Understanding critical statistics for optimizing LLM applications: a deep dive into Anyscale’s newly published guide
- Anyscale, a developer-centric company, has compiled essential figures and ratios for Large Language Model (LLM) developers, analogous to Google engineer Jeff Dean’s well-known list for engineers.
- This guide includes key factors like token-word ratios, cost metrics for different models, and the GPU memory capacities required for LLM serving and embedding.
- The numbers underline the cost-effectiveness of fine-tuning versus training models from scratch and indicate the substantial financial and computational resources required to train large LLMs.
Drawing from Google’s legacy of providing insightful metrics for engineers, Anyscale, the developer-first company, has published an essential guide containing figures and facts every LLM developer should know. This comprehensive compendium is set to empower developers with back-of-the-envelope calculations for effective LLM applications.
The guide focuses on various aspects, including tokenization, costs, training, and GPU memory utilization. For instance, it reveals that appending “Be Concise” to a prompt can result in a saving of 40-90%, given that billing is typically based on tokens. Understanding the average tokens per word ratio (1.3:1 for English) is crucial for this reason.
Cost-wise, a comparison of GPT-4 to GPT-3.5 Turbo shows a substantial cost ratio of ~50:1. Anyscale thus recommends using GPT-4 for generation and the data to fine-tune a smaller, cheaper model like GPT-3.5 Turbo. The cost ratio dramatically falls to 5:1 for generating text using GPT-3.5 Turbo versus OpenAI embedding, stressing the cost-effectiveness of looking up information rather than generating it.

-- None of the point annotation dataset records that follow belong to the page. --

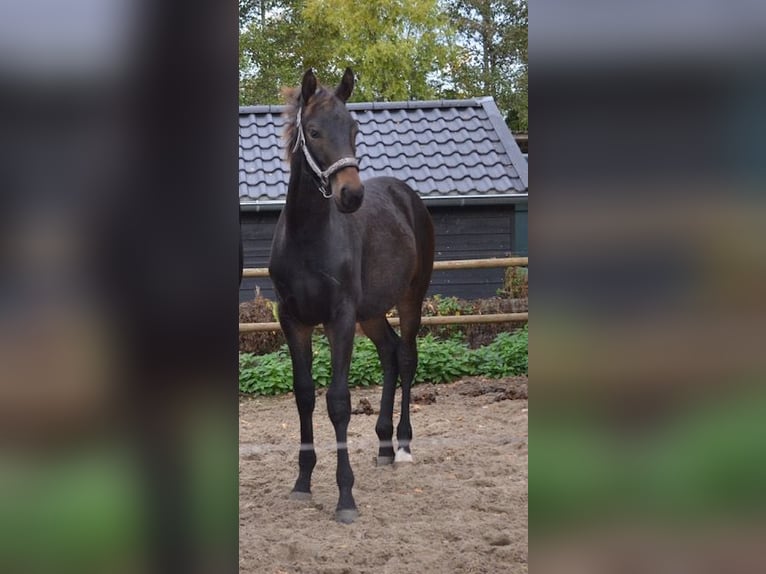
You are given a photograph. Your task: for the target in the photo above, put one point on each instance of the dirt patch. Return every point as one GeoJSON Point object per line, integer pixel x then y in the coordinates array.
{"type": "Point", "coordinates": [461, 507]}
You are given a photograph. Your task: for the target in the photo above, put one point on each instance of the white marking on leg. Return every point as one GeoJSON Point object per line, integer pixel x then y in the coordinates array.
{"type": "Point", "coordinates": [402, 456]}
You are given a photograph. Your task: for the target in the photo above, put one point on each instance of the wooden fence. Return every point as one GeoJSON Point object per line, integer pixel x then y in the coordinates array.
{"type": "Point", "coordinates": [442, 320]}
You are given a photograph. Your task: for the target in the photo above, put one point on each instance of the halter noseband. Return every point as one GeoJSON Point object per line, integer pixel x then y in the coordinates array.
{"type": "Point", "coordinates": [324, 176]}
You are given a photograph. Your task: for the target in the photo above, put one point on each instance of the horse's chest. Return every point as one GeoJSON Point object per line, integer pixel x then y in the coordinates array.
{"type": "Point", "coordinates": [309, 292]}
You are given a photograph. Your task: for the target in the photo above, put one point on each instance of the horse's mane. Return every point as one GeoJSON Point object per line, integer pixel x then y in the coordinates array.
{"type": "Point", "coordinates": [292, 98]}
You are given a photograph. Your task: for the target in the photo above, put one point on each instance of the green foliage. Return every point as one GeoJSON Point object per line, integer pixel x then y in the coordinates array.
{"type": "Point", "coordinates": [515, 283]}
{"type": "Point", "coordinates": [440, 361]}
{"type": "Point", "coordinates": [493, 36]}
{"type": "Point", "coordinates": [399, 49]}
{"type": "Point", "coordinates": [507, 355]}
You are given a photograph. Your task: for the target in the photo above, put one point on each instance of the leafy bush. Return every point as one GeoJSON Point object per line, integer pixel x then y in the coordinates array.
{"type": "Point", "coordinates": [507, 355]}
{"type": "Point", "coordinates": [440, 361]}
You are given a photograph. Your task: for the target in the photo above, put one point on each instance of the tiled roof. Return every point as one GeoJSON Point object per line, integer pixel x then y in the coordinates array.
{"type": "Point", "coordinates": [443, 149]}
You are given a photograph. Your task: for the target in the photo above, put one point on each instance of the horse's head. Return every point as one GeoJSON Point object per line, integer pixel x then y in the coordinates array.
{"type": "Point", "coordinates": [319, 123]}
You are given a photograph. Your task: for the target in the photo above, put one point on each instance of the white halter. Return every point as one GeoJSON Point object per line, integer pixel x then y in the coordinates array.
{"type": "Point", "coordinates": [324, 176]}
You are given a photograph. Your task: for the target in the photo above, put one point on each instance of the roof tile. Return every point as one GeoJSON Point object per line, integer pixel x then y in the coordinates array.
{"type": "Point", "coordinates": [441, 148]}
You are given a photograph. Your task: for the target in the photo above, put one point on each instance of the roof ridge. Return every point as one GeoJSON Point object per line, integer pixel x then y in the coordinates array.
{"type": "Point", "coordinates": [506, 138]}
{"type": "Point", "coordinates": [405, 104]}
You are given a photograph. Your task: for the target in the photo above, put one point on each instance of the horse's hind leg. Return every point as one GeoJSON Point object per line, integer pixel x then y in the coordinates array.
{"type": "Point", "coordinates": [299, 341]}
{"type": "Point", "coordinates": [387, 342]}
{"type": "Point", "coordinates": [407, 360]}
{"type": "Point", "coordinates": [340, 334]}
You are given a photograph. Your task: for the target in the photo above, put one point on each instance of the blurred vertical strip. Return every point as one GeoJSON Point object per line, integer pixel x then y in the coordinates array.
{"type": "Point", "coordinates": [647, 229]}
{"type": "Point", "coordinates": [118, 286]}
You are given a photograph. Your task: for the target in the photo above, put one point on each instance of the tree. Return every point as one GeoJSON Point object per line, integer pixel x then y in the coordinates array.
{"type": "Point", "coordinates": [494, 35]}
{"type": "Point", "coordinates": [397, 48]}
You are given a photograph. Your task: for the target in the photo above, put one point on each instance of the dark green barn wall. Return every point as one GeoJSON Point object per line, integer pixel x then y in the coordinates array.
{"type": "Point", "coordinates": [520, 233]}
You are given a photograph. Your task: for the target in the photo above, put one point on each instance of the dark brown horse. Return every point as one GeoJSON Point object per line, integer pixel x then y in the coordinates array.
{"type": "Point", "coordinates": [346, 252]}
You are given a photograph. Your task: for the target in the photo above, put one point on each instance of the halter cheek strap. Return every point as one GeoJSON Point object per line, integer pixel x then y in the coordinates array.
{"type": "Point", "coordinates": [324, 176]}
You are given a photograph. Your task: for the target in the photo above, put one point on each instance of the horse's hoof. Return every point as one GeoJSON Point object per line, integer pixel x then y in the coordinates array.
{"type": "Point", "coordinates": [298, 495]}
{"type": "Point", "coordinates": [402, 456]}
{"type": "Point", "coordinates": [347, 515]}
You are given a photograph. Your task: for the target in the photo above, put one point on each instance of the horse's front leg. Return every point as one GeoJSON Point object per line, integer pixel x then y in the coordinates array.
{"type": "Point", "coordinates": [340, 333]}
{"type": "Point", "coordinates": [299, 341]}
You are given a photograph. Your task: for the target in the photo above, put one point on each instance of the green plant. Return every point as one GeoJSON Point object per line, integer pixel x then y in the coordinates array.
{"type": "Point", "coordinates": [507, 355]}
{"type": "Point", "coordinates": [515, 283]}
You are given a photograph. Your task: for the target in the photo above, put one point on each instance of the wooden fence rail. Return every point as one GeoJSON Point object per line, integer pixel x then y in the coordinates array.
{"type": "Point", "coordinates": [438, 265]}
{"type": "Point", "coordinates": [441, 320]}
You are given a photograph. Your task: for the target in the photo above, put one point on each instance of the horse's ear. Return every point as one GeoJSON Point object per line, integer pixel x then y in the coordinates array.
{"type": "Point", "coordinates": [309, 86]}
{"type": "Point", "coordinates": [346, 86]}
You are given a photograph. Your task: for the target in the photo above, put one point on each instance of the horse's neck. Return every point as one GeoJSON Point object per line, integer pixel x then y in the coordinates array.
{"type": "Point", "coordinates": [305, 206]}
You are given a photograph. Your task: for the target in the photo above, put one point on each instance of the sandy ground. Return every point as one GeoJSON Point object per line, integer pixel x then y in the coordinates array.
{"type": "Point", "coordinates": [460, 507]}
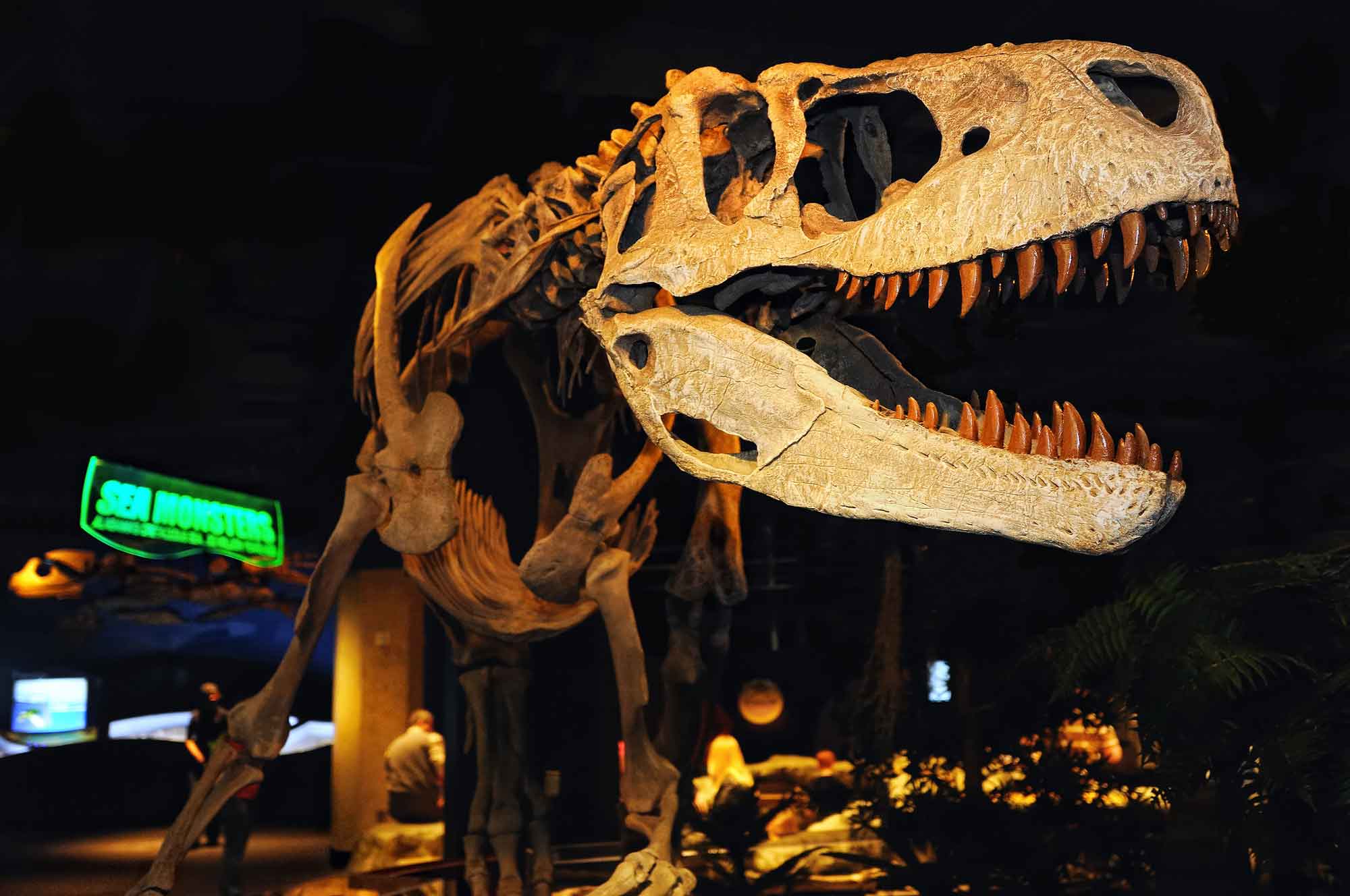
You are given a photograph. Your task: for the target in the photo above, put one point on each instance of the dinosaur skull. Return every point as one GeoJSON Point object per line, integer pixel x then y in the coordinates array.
{"type": "Point", "coordinates": [415, 461]}
{"type": "Point", "coordinates": [804, 184]}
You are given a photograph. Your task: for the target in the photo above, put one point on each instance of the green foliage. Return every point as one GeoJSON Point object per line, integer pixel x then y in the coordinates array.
{"type": "Point", "coordinates": [1240, 681]}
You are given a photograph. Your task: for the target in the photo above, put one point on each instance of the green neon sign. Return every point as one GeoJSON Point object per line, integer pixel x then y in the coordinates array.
{"type": "Point", "coordinates": [160, 517]}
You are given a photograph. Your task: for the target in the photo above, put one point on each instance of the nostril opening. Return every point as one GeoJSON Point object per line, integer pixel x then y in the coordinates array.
{"type": "Point", "coordinates": [975, 141]}
{"type": "Point", "coordinates": [1133, 87]}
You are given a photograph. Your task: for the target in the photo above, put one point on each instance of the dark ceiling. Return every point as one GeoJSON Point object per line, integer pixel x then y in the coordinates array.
{"type": "Point", "coordinates": [191, 199]}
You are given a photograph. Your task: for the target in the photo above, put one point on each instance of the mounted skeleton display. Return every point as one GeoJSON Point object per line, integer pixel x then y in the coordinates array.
{"type": "Point", "coordinates": [700, 267]}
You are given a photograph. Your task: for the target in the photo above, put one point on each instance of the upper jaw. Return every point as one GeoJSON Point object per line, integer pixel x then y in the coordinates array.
{"type": "Point", "coordinates": [820, 445]}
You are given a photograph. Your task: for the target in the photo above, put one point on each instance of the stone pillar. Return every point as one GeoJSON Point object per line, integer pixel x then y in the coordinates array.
{"type": "Point", "coordinates": [377, 683]}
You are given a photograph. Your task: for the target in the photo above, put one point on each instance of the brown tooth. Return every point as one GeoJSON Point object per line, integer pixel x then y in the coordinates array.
{"type": "Point", "coordinates": [1074, 438]}
{"type": "Point", "coordinates": [970, 273]}
{"type": "Point", "coordinates": [1031, 267]}
{"type": "Point", "coordinates": [966, 430]}
{"type": "Point", "coordinates": [1066, 265]}
{"type": "Point", "coordinates": [1044, 445]}
{"type": "Point", "coordinates": [1102, 445]}
{"type": "Point", "coordinates": [1202, 253]}
{"type": "Point", "coordinates": [1193, 218]}
{"type": "Point", "coordinates": [1132, 238]}
{"type": "Point", "coordinates": [1123, 279]}
{"type": "Point", "coordinates": [1155, 462]}
{"type": "Point", "coordinates": [893, 289]}
{"type": "Point", "coordinates": [1101, 280]}
{"type": "Point", "coordinates": [1181, 254]}
{"type": "Point", "coordinates": [1125, 451]}
{"type": "Point", "coordinates": [938, 284]}
{"type": "Point", "coordinates": [1020, 441]}
{"type": "Point", "coordinates": [992, 434]}
{"type": "Point", "coordinates": [1141, 445]}
{"type": "Point", "coordinates": [1081, 279]}
{"type": "Point", "coordinates": [997, 262]}
{"type": "Point", "coordinates": [1100, 235]}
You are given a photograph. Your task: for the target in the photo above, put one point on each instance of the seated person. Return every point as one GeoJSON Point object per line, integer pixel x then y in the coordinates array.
{"type": "Point", "coordinates": [415, 771]}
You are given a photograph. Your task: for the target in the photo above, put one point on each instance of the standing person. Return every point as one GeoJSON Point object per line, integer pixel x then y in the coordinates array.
{"type": "Point", "coordinates": [415, 771]}
{"type": "Point", "coordinates": [207, 725]}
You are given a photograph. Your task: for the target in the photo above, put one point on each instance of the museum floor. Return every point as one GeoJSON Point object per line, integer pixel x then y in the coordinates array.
{"type": "Point", "coordinates": [107, 864]}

The guide also delves into the realm of training and fine-tuning, cautioning developers about the hefty ~$1 million cost to train a 13-billion parameter model on 1.4 trillion tokens. Interestingly, fine-tuning costs are trivial in comparison, with a cost ratio of less than 0.001 when compared to training from scratch.
Lastly, Anyscale highlights the importance of understanding GPU memory for those self-hosting a model. Knowing the memory capacity of different GPU types is critical, as is being aware of the typical GPU memory requirements of an LLM for serving, which is roughly twice the number of parameters. Similarly, an embedding model typically requires ~1GB of GPU memory.
Batching LLM requests can also significantly improve throughput, but developers must be mindful of the proportional GPU memory required for each token of output.
The guide, periodically updated on Github, invites community contributions to ensure accuracy and to add more helpful numbers. Anyscale’s new compilation appears set to become an invaluable resource for developers working with large language models.